新政策の是非をめぐって、今後、議会で活発な議論がかわされるでしょう。アメリカの宇宙政策の変更は、各国の有人宇宙計画や無人探査計画にも影響を与えます。今後の成り行きを注意深く見守っていく必要があります。
NASAの有人月探査計画が中止に
アメリカのメディアは一斉に、オバマ大統領が示した2011会計年度の予算によって、NASA が進めていたコンステレーション計画がキャンセルされたことを報じています。

constellation

コンステレーション計画はスペースシャトルに代わる新しい有人宇宙船オライオンと、それを打ち上げるアレス・ロケットを開発するための計画です。これにともない、2020年を目指していた有人月探査計画も中止されます。NASA は今後、民間企業による低軌道への有人輸送システムの開発を支援していくことになります。
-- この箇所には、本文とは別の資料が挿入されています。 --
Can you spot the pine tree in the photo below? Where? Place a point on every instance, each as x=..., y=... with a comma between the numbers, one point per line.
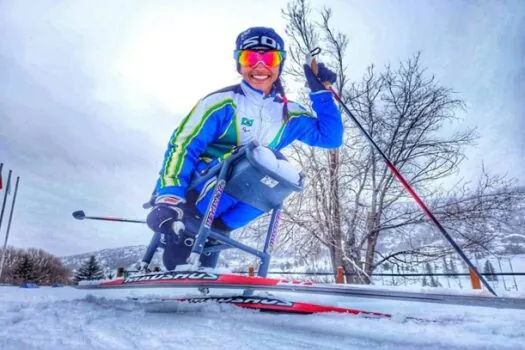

一方、2015年までとされていた国際宇宙ステーション(ISS)の運用は5年間延長されました。コンステレーション計画とISS の両方を運用していく予算はないということなのでしょう。もちろん、NASA は今後も有人の宇宙の探査を続けていくと述べられており、その道筋としては、オーガスティン委員会の報告書でオプションの1つとされていた「フレキシブル・パス」がとられるようです。

もう少し情報を集めてから、くわしく書きたいと思いますが、今の私の印象を言えば、世界の宇宙開発をリードし、世界中の人々を勇気づけてきたNASA の役割はこれで終わり、アメリカは宇宙に対する明確な目標を失ったのではないかということです。21世紀に最初に月面を踏むのは、中国人宇宙飛行士になるでしょう。